In the assignment dataset, the frequency plots of the single-nucleotide changes are identical in both frequency and time. Thus, there is a strong chance these changes are connected.
In the open-source dataset, the frequency of only one or few of these single-nucleotide changes is much smaller than the frequency of the multiple-nucleotide mutation.
These nucleotide changes occur for 3 or 6 nucleotides, which is equal to the length of 1 and 2 codons, respectively. So, when 3 or 6 nucleotides are deleted, a whole codon or 2 codons are dropped, which indicates an amino acid deletion mutation.

From Nucleotides to Amino Acids

Once you know the nucleotide positions, it’s straightforward to map them to amino acids using a codon table. That lets you check which changes are synonymous (don’t affect the protein sequence) versus non-synonymous (do change the protein sequence).

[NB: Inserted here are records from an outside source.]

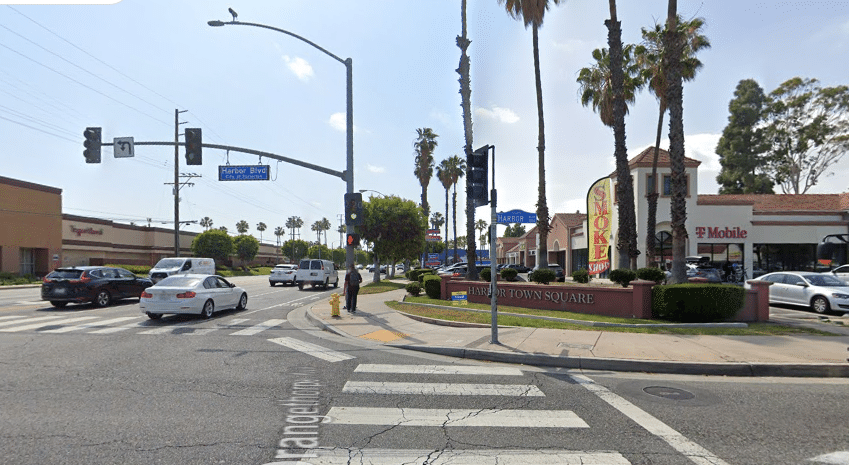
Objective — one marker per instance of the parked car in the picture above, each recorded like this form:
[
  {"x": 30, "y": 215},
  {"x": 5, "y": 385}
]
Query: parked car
[
  {"x": 283, "y": 274},
  {"x": 821, "y": 292},
  {"x": 196, "y": 294},
  {"x": 99, "y": 285}
]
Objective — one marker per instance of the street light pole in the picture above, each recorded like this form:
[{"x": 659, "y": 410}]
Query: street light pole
[{"x": 349, "y": 171}]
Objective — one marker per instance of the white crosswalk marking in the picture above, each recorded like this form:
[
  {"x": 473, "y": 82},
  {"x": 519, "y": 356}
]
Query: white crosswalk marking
[
  {"x": 343, "y": 456},
  {"x": 258, "y": 328},
  {"x": 456, "y": 417},
  {"x": 92, "y": 324},
  {"x": 42, "y": 324},
  {"x": 442, "y": 389},
  {"x": 439, "y": 370},
  {"x": 312, "y": 349}
]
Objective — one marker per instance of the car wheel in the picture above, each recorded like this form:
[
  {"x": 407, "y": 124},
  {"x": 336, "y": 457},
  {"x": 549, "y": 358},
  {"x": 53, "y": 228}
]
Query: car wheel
[
  {"x": 208, "y": 308},
  {"x": 103, "y": 298},
  {"x": 820, "y": 304}
]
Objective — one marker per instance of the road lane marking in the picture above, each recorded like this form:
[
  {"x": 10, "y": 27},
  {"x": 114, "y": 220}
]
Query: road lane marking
[
  {"x": 439, "y": 370},
  {"x": 442, "y": 389},
  {"x": 456, "y": 417},
  {"x": 258, "y": 328},
  {"x": 312, "y": 349}
]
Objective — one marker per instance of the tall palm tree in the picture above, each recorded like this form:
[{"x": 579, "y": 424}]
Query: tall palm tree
[
  {"x": 261, "y": 227},
  {"x": 532, "y": 12},
  {"x": 424, "y": 145},
  {"x": 650, "y": 58}
]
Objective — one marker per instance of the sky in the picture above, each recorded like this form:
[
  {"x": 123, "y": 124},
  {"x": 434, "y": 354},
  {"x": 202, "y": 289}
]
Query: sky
[{"x": 126, "y": 66}]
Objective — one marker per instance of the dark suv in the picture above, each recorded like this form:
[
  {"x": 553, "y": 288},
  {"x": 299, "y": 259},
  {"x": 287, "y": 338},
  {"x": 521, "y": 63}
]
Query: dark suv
[{"x": 99, "y": 285}]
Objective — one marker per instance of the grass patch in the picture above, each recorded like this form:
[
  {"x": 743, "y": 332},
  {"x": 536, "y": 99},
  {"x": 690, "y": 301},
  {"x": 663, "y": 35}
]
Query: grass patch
[{"x": 456, "y": 314}]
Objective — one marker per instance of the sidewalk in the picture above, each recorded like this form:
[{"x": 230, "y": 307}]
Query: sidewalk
[{"x": 804, "y": 356}]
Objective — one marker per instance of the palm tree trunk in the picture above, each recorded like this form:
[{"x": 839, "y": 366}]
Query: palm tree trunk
[{"x": 543, "y": 222}]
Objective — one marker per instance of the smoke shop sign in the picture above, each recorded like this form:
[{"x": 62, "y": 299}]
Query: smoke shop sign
[{"x": 719, "y": 232}]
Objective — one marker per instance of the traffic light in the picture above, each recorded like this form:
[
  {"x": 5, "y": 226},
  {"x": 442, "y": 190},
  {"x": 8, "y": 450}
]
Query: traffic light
[
  {"x": 194, "y": 146},
  {"x": 354, "y": 209},
  {"x": 477, "y": 166},
  {"x": 92, "y": 145}
]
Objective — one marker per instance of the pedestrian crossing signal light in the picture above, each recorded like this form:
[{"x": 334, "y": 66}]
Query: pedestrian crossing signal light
[
  {"x": 194, "y": 146},
  {"x": 92, "y": 145}
]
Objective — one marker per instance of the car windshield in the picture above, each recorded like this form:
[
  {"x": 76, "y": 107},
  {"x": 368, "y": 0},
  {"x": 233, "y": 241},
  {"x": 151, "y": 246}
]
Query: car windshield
[
  {"x": 170, "y": 263},
  {"x": 179, "y": 281},
  {"x": 824, "y": 280}
]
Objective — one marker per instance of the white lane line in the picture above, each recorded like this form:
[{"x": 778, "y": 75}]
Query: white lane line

Mutation index	Nucleotide(s)’ position	Nucleotide(s) change	Amino acid change
1	21618	C>G	T19R
2	21765	TACATG>-	HV 69–70 deletion
3	21846	C>T	T95I
4	21987	G>A	G142D
5	21991	TTA>-	Y144 deletion
6*	22028	GATTCA>-	-
7	22029	AGTTCA>-	EF 156-157 deletion
8	22917	T>G	L452R
9	22995	C>A	T478K
10	23063	A>T	N501Y
11	23271	C>A	A570D
12	23403	A>G	D614G
13	23604	C>G	P681H
14	23604	C>A	P681R
15	23709	C>T	T716I
16	24410	G>A	D950N
17	24506	T>G	S982A
18	24914	G>C	D1118H

This is where things get interesting, and I think this was the point of the whole project. Some of these mutations we found are known “defining mutations” of major variants:

Delta (21A/S:478K): mutations 1, 4, 7, 8, 9, 12, 14, 16
Alpha (S.501Y.V1): mutations 2, 5, 10, 11, 12, 13, 15, 17, 18

If you track their frequencies over time, you can actually see the variant takeover happening. Before May 3, Alpha mutations dominate (~75–80%) and Delta is still rare (~10%). After May 3, Alpha drops off and Delta rapidly rises. Mutation 12 is present in both, so it stays at 100%. This matches real-world data almost perfectly: by June 4, 2021, the Delta variant had officially become dominant in the UK.

Functional Impact

Using this data, we can also determine which mutations are more likely to be responsible for increased pathogenicity. One of such cases is the case of P681R and P681H mutations of the Delta and Alpha strands, respectively. It has been determined that the P681 mutation is key to the increased pathogenicity of the Delta variant. The reason behind the effectiveness of this mutation is the cleavage of S1 and S2 subunits which is predicted to improve cell-surface-mediated virus entry. The alpha variant also exhibits enhanced S1/S2 cleavage thanks to its P681H mutation, however, the P681R mutation is much more effective than the P681H mutation.